医師に関していえば、不足というより、著しい不均衡が、この20年で進みました。過疎地の病院に目を向けると中堅層が消え、年長者が居残っています。有能な若手医師は来ようとしません。
考えられるのは、制度やシステムの問題ですが、ここでは、それ以上触れないでおきます。

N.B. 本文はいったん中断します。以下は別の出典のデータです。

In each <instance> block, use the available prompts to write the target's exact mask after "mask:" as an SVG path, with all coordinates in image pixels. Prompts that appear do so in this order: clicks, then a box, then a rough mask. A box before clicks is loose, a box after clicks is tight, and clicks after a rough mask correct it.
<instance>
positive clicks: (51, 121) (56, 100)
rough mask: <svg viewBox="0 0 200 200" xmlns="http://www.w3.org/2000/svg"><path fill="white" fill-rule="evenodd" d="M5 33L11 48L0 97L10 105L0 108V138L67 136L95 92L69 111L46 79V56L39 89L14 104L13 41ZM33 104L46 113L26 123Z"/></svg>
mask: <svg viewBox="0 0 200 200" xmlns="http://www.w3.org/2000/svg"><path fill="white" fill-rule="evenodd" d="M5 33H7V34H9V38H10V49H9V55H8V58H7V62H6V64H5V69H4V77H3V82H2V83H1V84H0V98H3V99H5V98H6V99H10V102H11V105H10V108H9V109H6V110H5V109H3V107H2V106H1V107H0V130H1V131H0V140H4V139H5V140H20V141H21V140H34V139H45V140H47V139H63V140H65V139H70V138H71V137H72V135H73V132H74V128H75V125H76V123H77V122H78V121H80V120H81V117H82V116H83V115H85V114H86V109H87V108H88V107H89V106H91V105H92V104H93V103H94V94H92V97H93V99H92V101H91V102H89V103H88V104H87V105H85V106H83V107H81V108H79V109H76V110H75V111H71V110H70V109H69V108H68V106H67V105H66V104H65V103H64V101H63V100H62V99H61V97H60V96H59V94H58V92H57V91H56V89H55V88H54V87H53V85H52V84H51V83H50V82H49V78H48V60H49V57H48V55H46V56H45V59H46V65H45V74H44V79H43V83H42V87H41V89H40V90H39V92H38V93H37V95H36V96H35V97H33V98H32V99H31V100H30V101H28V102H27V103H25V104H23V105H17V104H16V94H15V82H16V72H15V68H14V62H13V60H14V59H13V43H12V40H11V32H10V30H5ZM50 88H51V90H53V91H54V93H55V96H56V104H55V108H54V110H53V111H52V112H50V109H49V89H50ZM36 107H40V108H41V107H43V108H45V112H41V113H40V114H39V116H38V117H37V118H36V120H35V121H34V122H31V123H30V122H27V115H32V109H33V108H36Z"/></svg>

ともあれ首都圏と過疎地における医療事情に、ちがいがあるのは否めません。
さて、どういったケースが、CPA(心肺停止)で救急搬送されてきたか。
残念ながら、半分以上は溺死でした。溺れた場所は、旅館やホテルの大浴場が多く、次いで、岩場の海でした。
旅館やホテルの浴場は、夜にアルコールを飲んでその場に行ったというパターンが典型で、利用客よりは従業員が目立ちました。
海ではサーファーでなく、貝採り目的で潜ったまま、息絶えた例が多かったように思います。溺死以外だと、大半は高齢者でした。
数時間以上水没して身体が冷たくなっているような例を除けば、
CPAで病院に到着したケースに対して、やることは決まっています。
いわゆる救命蘇生のABCというもので、以下をいいます。
A(airway):気道の確保。エアウェイ使用や気管内挿管は、これをいう。
B(breath):呼吸管理。用手エアバックによる空気送り込みは、これをいう。
C(circulation):循環管理。心マッサージや血管確保は、これをいう。
ABCを施しても反応しない場合が、大半だったわけです。
死因を知るべく、全身のCT検査で肺に大量の水が映し出されている場合は、溺れて死亡する溺死パターンだったとわかります。脳血管障害が起こり、そこが浴場という場であったために、溺れたと想像された例も、あるにはありました。
ともあれ、肺に水が大量に吸い込まれて、5分以上も時間が経ってしまったら、都心の救命センターでも救えません。
神奈川県西圏域と呼ばれるエリアに属している湯河原と真鶴は、農村地区でもあり、海と山が近い町でもあります。
風光明媚で、温泉があるといった観光特性も、開放気分に浸りすぎると危ないといえます。